EMPERYALİZM, NASIL ELE GEÇİRİYOR?

John perkins (2006); "Bir Ekonomik Tetikçinin Kitabı” adlı eserinde, ABD'nin, geri kalmış ülkeleri kazanma, ele geçirme mekanizmasını şöyle anlatır;

"kendi otomobilini üretemeyen ülkeye borç para verip, otobanlar, yollar yaptırınız. Sonra onlara arabamızı satarız. Bankalarını satın alırız. O bankalardan halka ucu krediler verip, daha çok araba almalarını sağlarız. Böylece verdiğimiz o krediyi, arabamızı satarak geri alırız, hem de faiziyle.

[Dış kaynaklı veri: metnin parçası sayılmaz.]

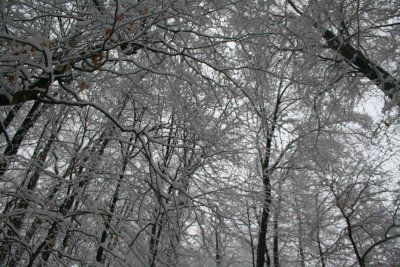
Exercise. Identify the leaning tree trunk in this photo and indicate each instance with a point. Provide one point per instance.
(267, 190)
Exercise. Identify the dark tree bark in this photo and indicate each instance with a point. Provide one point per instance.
(262, 235)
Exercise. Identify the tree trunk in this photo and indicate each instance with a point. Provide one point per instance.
(12, 148)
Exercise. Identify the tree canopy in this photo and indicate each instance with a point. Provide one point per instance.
(199, 133)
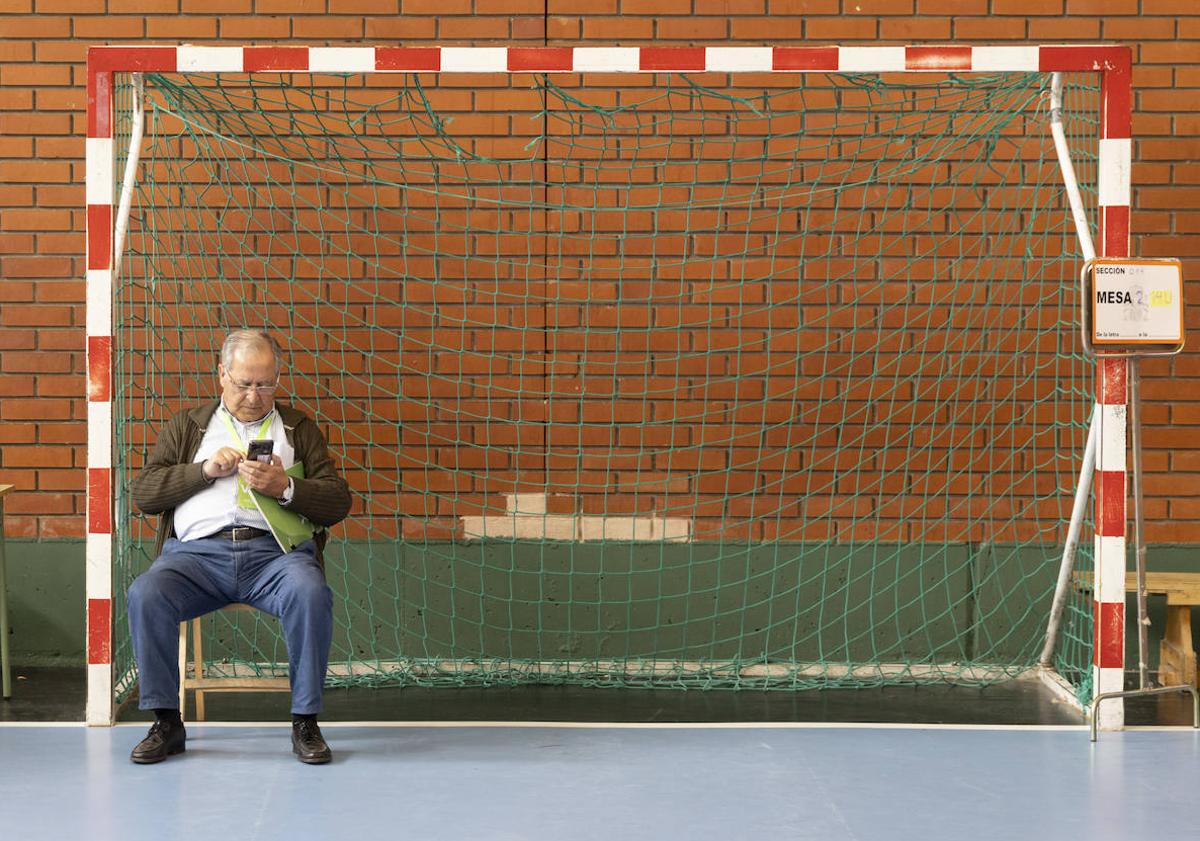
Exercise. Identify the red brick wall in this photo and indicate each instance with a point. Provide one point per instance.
(42, 49)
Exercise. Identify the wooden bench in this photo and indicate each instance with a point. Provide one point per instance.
(1176, 656)
(201, 684)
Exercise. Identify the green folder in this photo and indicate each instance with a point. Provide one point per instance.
(289, 528)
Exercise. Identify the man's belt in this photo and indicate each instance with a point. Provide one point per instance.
(240, 533)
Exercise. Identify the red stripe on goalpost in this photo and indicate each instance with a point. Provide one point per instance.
(408, 58)
(672, 58)
(538, 59)
(100, 637)
(275, 59)
(805, 58)
(937, 58)
(100, 368)
(1109, 643)
(100, 235)
(100, 509)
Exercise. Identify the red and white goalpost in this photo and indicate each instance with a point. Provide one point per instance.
(1111, 64)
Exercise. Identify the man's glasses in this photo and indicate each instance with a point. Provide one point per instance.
(246, 388)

O ülkeye, Dünya Bankası ya da kardeş kurumlardan kredi ayarlarız. Ayarlanan kredi asla o ülkenin hazinesine gitmez. O ülkede, proje yapan bizim şirketlerimizin kasasına girer.

Enerji santralleri, sanayi alanları, limanlar, dev havayolları yapılır. Bu işten bizim şirketlerimiz kazanır. O ülkedeki birileri de nemalandırılır.

Toplum, bu düzenekten hiçbir şey kazanmaz. Ama ülke büyük bir borcun altına sokulmuş olur. Bu, o kadar büyük bir borçtur ki, ödenmesi imkansızdır. Plan böyle işler.

Sonunda Ekonomik Danışmanlar/ Tetikçiler olarak gider, onlara deriz ki;

"Bize büyük borcunuz var, ödeyemiyorsunuz. O zaman petrolünüzü satın, doğalgazı bize verin, askeri üslerimize yer gösterin. Askerlerinizi, birliklerimize destek olmaları için savaştığımız bölgelere gönderin. Birleşmiş Milletler'de bizim için oy verin. Elektrik, su, kanalizasyon sistemlerinizi özelleştirin. Onları, ABD şirketlerine, ya da diğer çok uluslu şirketlere satın.

Sosyal hizmetleri, teknik sistemleri, eğitim kurumlarını, sağlık kurumlarını, hatta adli sistemleri ele geçiririz. Bu, ikili, üçlü, dörtlü bir darbeler serisidir. (İnternet/ Melih Çınar'dan alınmıştır)

Bunun için zokayı yutacak devlet ve devlet adamları, o zokayı yutmaya hazırlıklı olmaları gerekir. Emperyalist ülkelerin yetkilileri, bunun için o ülkededir. Zira o devleti yönetenler de, emperyalistlerden payını alır.

Artık, muradına ermiştir emperyalist ülkeler! Çünkü halkın % 90'ı afyonlanmış, din, vatan, millet… diye uyutulmuştur. Milli ve dini duygulardan haberleri yoktur. Uyandıklarında ise, atı alan Üsküdar'ı geçmiştir. O vakit kimsenin aklına, ne istiklal savaşı, ne milli mücadele gelir. Zira; Atalarımızı unutmuş, Milli kimliğimizi kaybetmiş, bayrağımızı bile hatırlamaz oluruz. (http://blog.milliyet.com.tr/emperyalizm-geri-kalmis-ulkeleri-nasil-ele-geciriyor-/Blog/?BlogNo=4)

 

TYB'de "Hollywood Sinemasında Dinsel Temalar” Konuşuldu
TYB Konya Şubesinin her hafta düzenlediği etkinliğin bu haftaki konunuğu Yrd. Doç. Dr. Mustafa Sarmış, "sinemanın seyirci üzerinde oldukça büyük bir etkisi vardır. Özellikle sekulerleşme ile inşa edilen Hollywood sineması bu açıdan oldukça yönlendirici bir konumda bulunmaktadır. 

Hollywood Sineması, geleneksel din algısını tümüyle alt üst etti. "Boynunda haç taşıyan, hafta sonları kiliseye gidip dua eden, günah çıkaran, ancak normal hayatta dinin yasakladığı bütün eylemi hiç düşünmeden ifa eden yeni bir dindarlık anlayışı üretildi. Bu karakterlerle dini, ibadethanelerin içine hapseden Hollywood sineması, bu işlemi dine karşı çıkarak değil, onu yok sayarak gerçekleştirdi.” dedi.

Emperyalist ülkeler, her yönüyle hareket edip; İslamî anlayışı gençlerin gönüllerinden sıyırıp almak istiyor. Bu tehlikeyi görüp; sinemamıza sahip çıkmak, kendi milli ve manevi değerlerle dolu filmlerimizi yapmak, emperyalistlere pabuç bırakmamak lazım.